A couple of Canadian entrepreneurs are capitalising on the lack of fresh, clean air in polluted cities by shipping out some of theirs. They’ve come up with a way to can fresh air from the Canadian Rocky Mountains and are now selling it all over the world under the brand ‘Vitality Air’.

“Essentially, we’re selling air,” said Troy Paquette, one of the co-founders, adding that the idea originated as a joke during a random discussion with his friend Moses Lam. They were discussing pollution when they thought it would be neat if they could just send some of their own fresh air to people who didn’t have any. And then they decided to do just that.

The first prototype was a Ziploc bag filled with Banff air, which sold on eBay for 99 cents. So they made a second bag and started a bidding war, and it went for a whopping $168. Inspired by their success, Paquette, 37, and Lam, 30, created a legitimate business in 2014. They started packaging air from the Rockies in canisters of various sizes, priced between $15 and $46. The $15 can contains about 150 inhalations worth of air.

The idea turned out to be a success – Vitality Air has received plenty of interest from buyers in Canada and other countries like China, Iran, Afghanistan, Turkey, India, Israel, and Dubai. According to Paquette, the historic rise of air pollution in Beijing has led to an increase in their sales. “The air is just so bad that people want it now,” he said. “They don’t want one can.”

Vitality Air is currently in talks with distributors in China and other countries, who actually want to stock the product in local retail stores. “It’s something we never expected in our wildest dreams,” Paquette said. Inspired by the huge demand, they’ve also added bottled oxygen to their line of products.

When asked about the exact process behind packaging air, Lam refused to reveal the details. “That’s sort of our trade secret, but I can assure you we don’t just sit outside and wave our hands in the air,” he said. “It’s a tedious process, we’re out there for roughly 20 hours capturing air.” He did mention that they bring back fresh air in bulk and bottle it in a factory.

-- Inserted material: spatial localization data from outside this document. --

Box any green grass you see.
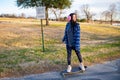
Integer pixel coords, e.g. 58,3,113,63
0,41,120,77
1,41,119,68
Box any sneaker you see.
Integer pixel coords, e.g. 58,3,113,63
67,65,72,72
79,63,85,71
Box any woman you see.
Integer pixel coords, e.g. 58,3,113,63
62,13,85,72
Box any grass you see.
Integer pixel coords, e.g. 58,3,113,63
83,49,120,64
0,18,120,78
81,41,120,52
80,23,120,40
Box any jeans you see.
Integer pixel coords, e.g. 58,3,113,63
66,45,83,65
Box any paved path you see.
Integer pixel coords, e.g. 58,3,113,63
1,59,120,80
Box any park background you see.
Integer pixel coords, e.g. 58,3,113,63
0,0,120,78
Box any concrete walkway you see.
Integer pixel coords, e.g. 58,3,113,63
1,59,120,80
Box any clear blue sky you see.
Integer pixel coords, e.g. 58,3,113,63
0,0,119,19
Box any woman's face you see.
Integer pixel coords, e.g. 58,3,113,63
72,14,77,22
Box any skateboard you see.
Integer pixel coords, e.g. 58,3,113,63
61,66,87,77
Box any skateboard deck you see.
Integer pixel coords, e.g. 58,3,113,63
61,66,87,77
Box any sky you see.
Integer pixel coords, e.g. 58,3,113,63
0,0,120,19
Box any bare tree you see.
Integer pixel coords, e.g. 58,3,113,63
50,8,64,21
109,4,116,25
75,10,80,19
116,2,120,21
101,11,110,22
50,8,58,20
21,13,26,18
81,4,93,23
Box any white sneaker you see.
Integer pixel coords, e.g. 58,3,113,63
79,63,85,71
67,65,72,72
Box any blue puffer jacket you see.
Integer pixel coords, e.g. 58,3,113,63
62,22,80,50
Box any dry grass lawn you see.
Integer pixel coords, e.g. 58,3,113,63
0,18,120,78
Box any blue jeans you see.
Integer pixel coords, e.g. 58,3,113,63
66,45,83,65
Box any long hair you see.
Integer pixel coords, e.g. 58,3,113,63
69,13,77,27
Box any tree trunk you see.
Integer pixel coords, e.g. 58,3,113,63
58,9,62,21
110,15,113,25
52,8,58,21
110,19,113,25
54,12,58,21
87,16,90,23
45,7,49,26
87,19,90,23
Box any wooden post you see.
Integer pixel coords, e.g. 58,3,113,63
40,19,45,52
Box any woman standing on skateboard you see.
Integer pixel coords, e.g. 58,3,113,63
62,13,85,72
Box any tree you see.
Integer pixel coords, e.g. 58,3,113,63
50,0,72,21
75,10,80,19
81,4,93,23
101,11,110,22
108,4,116,25
16,0,72,25
17,0,51,26
116,2,120,21
0,14,17,18
50,8,61,21
20,13,26,18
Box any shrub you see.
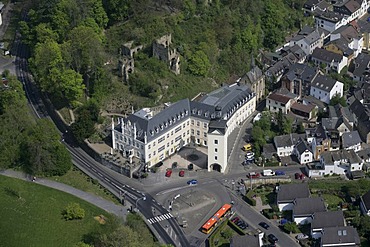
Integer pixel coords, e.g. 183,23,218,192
244,190,256,206
62,203,85,220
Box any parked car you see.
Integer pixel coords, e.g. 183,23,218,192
179,170,185,177
242,143,252,151
296,233,309,240
188,163,194,170
165,169,172,177
268,234,278,243
259,222,270,229
187,179,198,185
275,170,285,176
231,217,239,223
245,151,255,158
295,173,305,179
247,172,260,179
155,161,164,168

Vitality Air isn’t the first product of its kind – we’ve seen plenty of other entrepreneurs trying to make a successful business out of selling air in a can. Chinese billionaire Chen Guangbiao sold canned fresh air in 2012 to raise awareness about the environment. About a year later we heard about this French student who made huge profits selling ‘Air de Montcuq’ – fresh air ‘harvested’ from his hometown of Montcuq.

And earlier this year, there were these Siberian entrepreneurs who marketed air from a ‘Yeti’s Cave’ that was supposedly more powerful than Viagra!